Pelos números da eleição de outubro, um bloco entre PSDB e PFL reuniria 155 deputados. Mas se o PMDB, que tem 74 parlamentares, decidir por esse bloco, o PT reagruparia, em contrapartida, os governistas que hoje somam 229 deputados, um número superior às bancadas do PSDB, PMDB e PFL. “Se for para alterar a correlação de forças na Câmara, faremos um bloco majoritário”, disse o líder do PT, deputado Nelson Pellegrino (BA).

Calheiros elogia acordo

São Paulo

(AE) – O acordo entre PMDB e PT é o “primeiro grande passo para uma relação mais definitiva, mais duradoura”, que, além de garantir a governabilidade no Congresso ao presidente Luiz Inácio Lula da Silva, definirá uma agenda de mudanças no País. A avaliação é do líder do PMDB no Senado, Renan Calheiros (AL).

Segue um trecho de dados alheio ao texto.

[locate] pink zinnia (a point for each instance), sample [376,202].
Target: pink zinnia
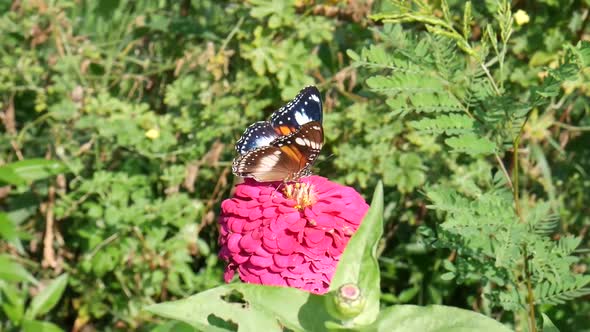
[292,236]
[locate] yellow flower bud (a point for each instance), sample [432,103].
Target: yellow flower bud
[521,17]
[152,133]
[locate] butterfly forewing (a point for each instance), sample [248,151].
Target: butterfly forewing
[305,107]
[285,147]
[287,158]
[303,145]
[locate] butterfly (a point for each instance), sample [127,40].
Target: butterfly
[285,147]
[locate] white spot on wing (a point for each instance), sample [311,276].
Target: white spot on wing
[302,118]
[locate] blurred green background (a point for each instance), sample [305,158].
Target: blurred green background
[135,107]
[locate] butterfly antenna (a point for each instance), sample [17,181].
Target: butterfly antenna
[327,158]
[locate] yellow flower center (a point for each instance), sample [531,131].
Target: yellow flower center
[302,193]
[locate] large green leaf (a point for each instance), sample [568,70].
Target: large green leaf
[173,326]
[358,263]
[401,318]
[12,301]
[13,271]
[39,326]
[48,297]
[7,228]
[9,176]
[29,170]
[548,325]
[249,307]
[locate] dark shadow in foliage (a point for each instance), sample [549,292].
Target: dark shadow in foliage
[313,315]
[217,321]
[235,297]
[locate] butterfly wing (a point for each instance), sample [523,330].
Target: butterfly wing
[304,108]
[287,158]
[258,134]
[265,164]
[304,145]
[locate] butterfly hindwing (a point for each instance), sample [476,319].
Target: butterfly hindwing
[265,164]
[287,158]
[285,147]
[305,107]
[258,134]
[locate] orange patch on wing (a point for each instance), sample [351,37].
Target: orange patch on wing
[292,152]
[284,130]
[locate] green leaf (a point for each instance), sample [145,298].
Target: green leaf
[471,144]
[39,326]
[248,307]
[7,228]
[48,297]
[174,327]
[437,318]
[9,176]
[358,264]
[37,169]
[548,325]
[13,271]
[12,301]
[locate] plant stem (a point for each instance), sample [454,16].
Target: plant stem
[527,274]
[530,295]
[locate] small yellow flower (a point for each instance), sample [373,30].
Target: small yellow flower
[152,133]
[521,17]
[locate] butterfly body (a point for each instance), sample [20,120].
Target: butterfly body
[285,147]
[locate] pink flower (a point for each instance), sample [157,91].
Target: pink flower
[291,236]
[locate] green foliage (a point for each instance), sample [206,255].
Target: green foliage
[118,121]
[252,307]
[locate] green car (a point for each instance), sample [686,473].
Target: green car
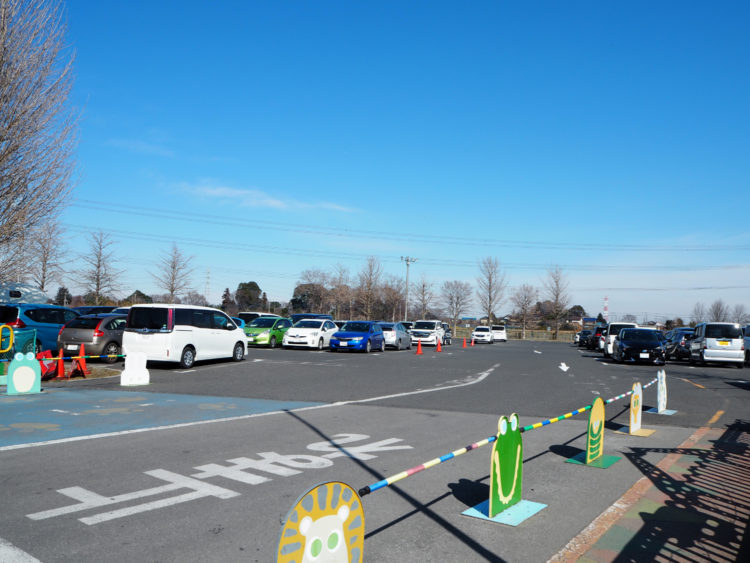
[267,331]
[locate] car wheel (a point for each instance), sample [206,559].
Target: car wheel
[187,358]
[239,352]
[111,349]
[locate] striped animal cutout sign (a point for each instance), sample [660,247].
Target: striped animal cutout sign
[595,438]
[636,406]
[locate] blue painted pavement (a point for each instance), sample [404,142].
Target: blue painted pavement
[63,413]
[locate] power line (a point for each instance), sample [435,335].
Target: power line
[442,239]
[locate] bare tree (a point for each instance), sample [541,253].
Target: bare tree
[423,295]
[490,286]
[45,249]
[456,297]
[699,313]
[101,276]
[174,271]
[392,293]
[369,285]
[740,315]
[718,312]
[556,288]
[316,284]
[37,130]
[524,299]
[341,291]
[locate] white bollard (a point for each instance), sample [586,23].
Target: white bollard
[135,372]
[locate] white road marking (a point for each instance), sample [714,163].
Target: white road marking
[11,554]
[479,378]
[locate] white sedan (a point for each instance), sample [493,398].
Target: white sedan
[309,333]
[482,334]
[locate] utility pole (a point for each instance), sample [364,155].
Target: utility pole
[408,260]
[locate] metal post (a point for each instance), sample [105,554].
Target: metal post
[408,260]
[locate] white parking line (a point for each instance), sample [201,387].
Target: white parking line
[468,381]
[9,553]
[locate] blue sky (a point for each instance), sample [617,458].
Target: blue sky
[266,138]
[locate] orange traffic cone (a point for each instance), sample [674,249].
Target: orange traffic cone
[79,364]
[60,366]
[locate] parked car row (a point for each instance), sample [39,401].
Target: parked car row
[712,342]
[489,334]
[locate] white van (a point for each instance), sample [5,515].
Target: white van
[182,333]
[717,342]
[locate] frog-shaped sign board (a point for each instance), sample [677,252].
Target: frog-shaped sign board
[506,479]
[326,524]
[594,454]
[24,374]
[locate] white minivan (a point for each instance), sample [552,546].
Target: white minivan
[182,333]
[717,342]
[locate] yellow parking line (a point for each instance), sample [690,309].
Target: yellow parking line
[693,383]
[715,417]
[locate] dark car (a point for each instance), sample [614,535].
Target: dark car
[358,335]
[592,342]
[638,345]
[100,335]
[94,309]
[583,338]
[46,320]
[677,345]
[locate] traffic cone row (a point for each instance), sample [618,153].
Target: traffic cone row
[78,367]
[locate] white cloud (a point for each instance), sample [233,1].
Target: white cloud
[259,198]
[141,147]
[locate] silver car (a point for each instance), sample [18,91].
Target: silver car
[100,335]
[396,336]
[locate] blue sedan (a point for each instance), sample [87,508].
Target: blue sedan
[358,335]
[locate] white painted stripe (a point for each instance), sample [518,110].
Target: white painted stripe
[479,378]
[9,553]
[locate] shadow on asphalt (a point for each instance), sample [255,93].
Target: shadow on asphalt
[706,502]
[419,507]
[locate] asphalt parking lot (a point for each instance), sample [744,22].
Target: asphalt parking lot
[204,464]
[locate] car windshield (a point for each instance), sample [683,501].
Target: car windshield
[149,318]
[723,331]
[84,322]
[640,335]
[263,322]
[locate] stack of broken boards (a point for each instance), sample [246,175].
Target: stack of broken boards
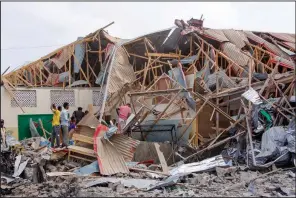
[111,154]
[83,139]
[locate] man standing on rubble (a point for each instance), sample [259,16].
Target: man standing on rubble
[65,124]
[55,135]
[78,115]
[123,113]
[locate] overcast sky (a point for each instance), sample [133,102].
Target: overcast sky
[28,26]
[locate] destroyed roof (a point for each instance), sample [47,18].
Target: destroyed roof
[164,41]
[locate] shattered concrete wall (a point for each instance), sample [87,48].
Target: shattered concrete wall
[83,97]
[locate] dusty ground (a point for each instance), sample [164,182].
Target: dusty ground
[219,183]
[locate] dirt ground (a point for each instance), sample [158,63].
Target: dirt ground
[222,182]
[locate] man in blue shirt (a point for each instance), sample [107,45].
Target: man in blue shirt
[65,124]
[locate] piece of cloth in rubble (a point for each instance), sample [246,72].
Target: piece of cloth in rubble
[124,112]
[291,136]
[102,76]
[65,117]
[112,130]
[79,54]
[267,117]
[56,117]
[121,125]
[178,74]
[34,132]
[78,115]
[273,145]
[255,116]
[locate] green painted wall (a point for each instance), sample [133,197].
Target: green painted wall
[24,124]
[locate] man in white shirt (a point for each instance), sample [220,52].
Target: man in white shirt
[65,124]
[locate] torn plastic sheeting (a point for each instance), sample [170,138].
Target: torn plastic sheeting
[111,131]
[292,99]
[205,165]
[17,163]
[178,74]
[273,145]
[137,183]
[11,141]
[223,79]
[166,134]
[7,178]
[253,96]
[78,82]
[64,77]
[291,136]
[79,54]
[169,181]
[188,60]
[88,169]
[34,132]
[21,168]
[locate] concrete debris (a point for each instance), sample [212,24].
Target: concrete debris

Calheiros disse que, se depender do partido, o pacto com os petistas será “totalmente cumprido”.

Ele disse que o PMDB não cogita participar do governo Lula, mantendo os cargos que ocupava em escalões inferiores da administração do ex-presidente Fernando Henrique Cardoso. A legenda, porém, quer formalizar o acordo com o PT num documento. “Não deve haver dúvida. É importante que esse acordo seja melhor detalhado para dirimir dúvidas”, disse, explicando que esse é o desejo peemedebista.

Confirmado o pacto entre as duas siglas, Calheiros deverá ser o escolhido pela bancada do PMDB como novo presidente do Congresso, enquanto o PT definirá a presidência da Câmara. O líder do PMDB no Senado descarta o risco de a candidatura avulsa do ex-presidente e senador José Sarney (PMDB-AP) ameaçar a indicação dele.

“O acordo (com o PT) descarta a hipótese da candidatura avulsa preponderar no plenário. Isso não acontecerá porque não interessa a ninguém”, afirmou. Dos 20 senadores da bancada do PMDB, Calheiros dá como certo o apoio de 15.